From Volume 36, Issue 47 of EIR Online, Published Dec. 4, 2009

Ibero-American News Digest

Argentine Economist: Greenpeace Is an Appendage of the British Empire

Nov. 25 (EIRNS)—Greenpeace is an appendage of the British Foreign Office and Prince Philip's malthusian World Wildlife Fund (WWF), and is out to sabotage Argentina's nuclear energy program. This was the message delivered by Argentine economist Carlos Andrés Ortíz, in an opinion piece published Oct. 30 in the daily Corrientes Opina, under the headline "Greenpeace Lies, in Service to the Crown."
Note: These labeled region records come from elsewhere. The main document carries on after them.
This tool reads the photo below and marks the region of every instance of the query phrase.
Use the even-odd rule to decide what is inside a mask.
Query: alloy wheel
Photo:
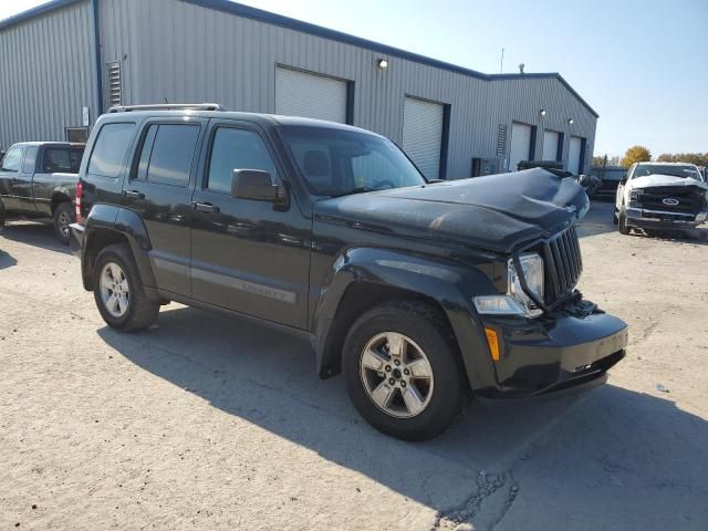
[[[433,397],[430,362],[404,334],[384,332],[372,337],[362,351],[360,373],[368,397],[392,417],[415,417]]]
[[[125,272],[115,262],[106,262],[101,270],[101,300],[114,317],[122,317],[131,305],[131,287]]]

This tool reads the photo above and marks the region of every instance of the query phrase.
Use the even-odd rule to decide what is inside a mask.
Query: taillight
[[[81,218],[81,196],[84,195],[84,184],[79,179],[76,181],[76,222],[83,222]]]

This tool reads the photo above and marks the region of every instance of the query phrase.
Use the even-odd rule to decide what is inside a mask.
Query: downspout
[[[98,21],[98,0],[91,0],[91,14],[93,19],[93,46],[94,46],[94,59],[96,62],[96,94],[95,94],[95,103],[96,103],[96,115],[95,119],[103,114],[103,66],[101,61],[101,30],[100,30],[100,21]]]

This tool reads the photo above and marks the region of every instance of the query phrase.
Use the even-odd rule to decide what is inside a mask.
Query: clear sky
[[[0,0],[0,18],[37,0]],[[595,154],[708,152],[708,0],[242,0],[430,58],[560,72],[600,114]]]

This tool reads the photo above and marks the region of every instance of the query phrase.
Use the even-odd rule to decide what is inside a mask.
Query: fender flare
[[[321,377],[339,372],[344,341],[341,335],[345,333],[340,335],[335,323],[350,290],[363,283],[395,288],[434,301],[452,327],[472,389],[496,385],[483,326],[470,301],[472,294],[497,293],[490,278],[477,268],[451,260],[373,248],[354,248],[341,254],[321,289],[311,325]]]
[[[54,209],[55,206],[61,205],[62,202],[71,202],[72,205],[75,204],[75,199],[73,199],[73,195],[66,187],[64,186],[58,186],[52,190],[52,195],[50,197],[50,205],[51,205],[51,209],[52,209],[52,216],[54,215]],[[66,200],[58,200],[55,201],[56,198],[59,197],[65,197]]]
[[[87,263],[87,260],[91,260],[93,254],[86,251],[91,250],[92,242],[103,231],[114,232],[124,237],[131,246],[144,287],[150,289],[157,285],[148,258],[148,251],[152,249],[150,240],[147,236],[145,223],[137,214],[124,207],[95,205],[88,212],[85,227],[86,236],[84,238],[84,253],[81,263],[84,288],[88,289],[87,283],[90,283],[93,274],[93,267]]]

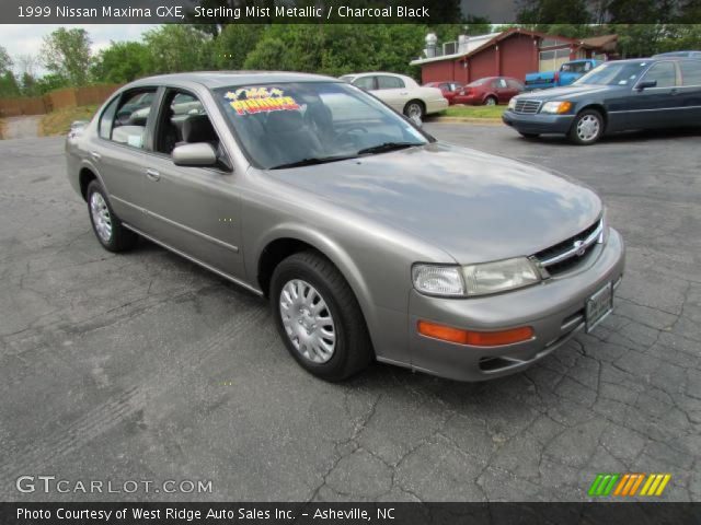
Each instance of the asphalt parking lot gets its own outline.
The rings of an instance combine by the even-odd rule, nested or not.
[[[699,133],[426,129],[604,196],[628,267],[594,335],[491,383],[375,365],[326,384],[255,296],[146,242],[103,250],[62,139],[0,141],[0,500],[582,501],[598,472],[669,472],[665,500],[701,500]],[[20,493],[22,475],[212,490]]]

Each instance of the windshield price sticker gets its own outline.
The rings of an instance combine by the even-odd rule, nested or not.
[[[223,96],[237,115],[299,109],[297,101],[277,88],[241,88]]]

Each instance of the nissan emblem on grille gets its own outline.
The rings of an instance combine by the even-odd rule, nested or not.
[[[578,240],[574,242],[574,249],[576,249],[575,254],[578,257],[582,257],[587,250],[586,246],[584,246],[584,241]]]

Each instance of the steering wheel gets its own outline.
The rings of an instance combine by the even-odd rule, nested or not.
[[[338,133],[338,136],[336,137],[336,140],[337,140],[338,142],[343,143],[343,140],[342,140],[342,139],[344,139],[344,137],[346,137],[347,135],[350,135],[353,131],[363,131],[364,133],[367,133],[367,132],[368,132],[368,129],[367,129],[366,127],[364,127],[364,126],[360,126],[360,125],[357,125],[357,124],[356,124],[356,125],[354,125],[354,126],[350,126],[350,127],[349,127],[348,129],[346,129],[345,131],[342,131],[341,133]],[[348,139],[349,139],[349,138],[348,138]],[[345,140],[348,140],[348,139],[345,139]]]

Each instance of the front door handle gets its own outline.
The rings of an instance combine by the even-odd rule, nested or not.
[[[161,178],[161,174],[158,173],[156,170],[147,170],[146,176],[149,178],[149,180],[153,180],[153,182],[157,182]]]

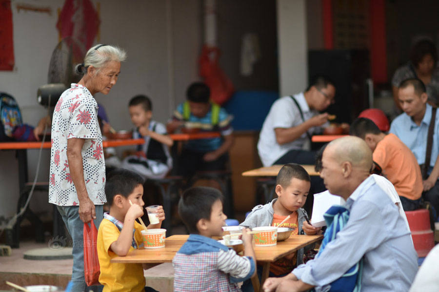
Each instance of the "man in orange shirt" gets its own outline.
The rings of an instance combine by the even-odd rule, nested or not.
[[[371,120],[359,117],[350,128],[351,135],[363,139],[373,152],[374,162],[395,186],[404,211],[417,209],[423,187],[415,155],[399,138],[385,134]]]

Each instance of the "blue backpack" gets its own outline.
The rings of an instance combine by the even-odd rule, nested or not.
[[[0,92],[0,142],[35,141],[33,127],[23,123],[15,99]]]
[[[22,123],[21,113],[15,99],[0,92],[0,141],[13,140],[14,128]]]

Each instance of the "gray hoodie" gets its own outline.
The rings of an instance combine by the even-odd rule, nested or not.
[[[248,226],[250,228],[258,227],[259,226],[271,226],[273,222],[273,214],[274,210],[273,209],[273,204],[278,199],[274,199],[273,201],[265,205],[258,205],[252,210],[251,213],[248,214],[247,218],[242,223],[239,224],[243,226]],[[306,212],[302,208],[299,208],[297,210],[297,221],[299,223],[298,227],[299,230],[298,234],[304,234],[302,229],[302,225],[305,221],[305,215]],[[305,250],[306,251],[314,248],[315,244],[312,244],[304,248],[300,249],[297,251],[297,265],[303,263],[303,254]]]

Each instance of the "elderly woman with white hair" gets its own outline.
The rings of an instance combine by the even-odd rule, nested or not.
[[[75,68],[83,75],[61,95],[52,122],[49,202],[57,205],[73,240],[71,291],[84,291],[83,230],[102,219],[105,166],[102,135],[98,121],[97,93],[110,92],[120,73],[126,54],[115,46],[90,48]]]

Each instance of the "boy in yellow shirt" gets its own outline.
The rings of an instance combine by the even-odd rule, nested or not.
[[[143,179],[137,174],[120,169],[110,174],[105,183],[110,212],[104,218],[98,232],[98,255],[100,266],[99,282],[103,292],[145,291],[143,269],[140,264],[110,262],[116,256],[124,256],[135,249],[142,248],[143,230],[136,219],[143,214]],[[132,205],[130,204],[130,201]],[[165,214],[159,207],[159,223],[148,228],[160,228]],[[146,291],[151,290],[147,287]]]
Greenpeace, described by Ortíz as the "Taliban of ecologism," launched a hysterical attack on the government-backed bill submitted to Congress, authorizing the construction of a fourth nuclear plant, extending the operating life of the existing Embalse nuclear plant in Córdoba, and completing the small prototype 25 MW CAREM reactor, built entirely with Argentine technology.

After the Chamber of Deputies approved the bill Oct. 28, Greenpeace's local director, Juan Carlos Villalonga, accused the government of lying about a worldwide resurgence of state-financed nuclear energy, and demanded massive development of windmills instead.

Villalonga's rantings are what you'd expect from an organization whose founding was consecrated by the zero-growth-promoting Club of Rome, Ortíz responded, and whose financiers include the Anglo-Dutch oil conglomerate, Royal Dutch Shell. Under the guise of protecting the environment, Ortíz added, Greenpeace's real goal is to ensure that no developing nation ever emerges from "chronic underdevelopment."

The Argentine Senate voted the nuclear energy bill into law on Nov. 25, declaring that continued building of nuclear plants is a matter of "national interest" and of "strategic importance."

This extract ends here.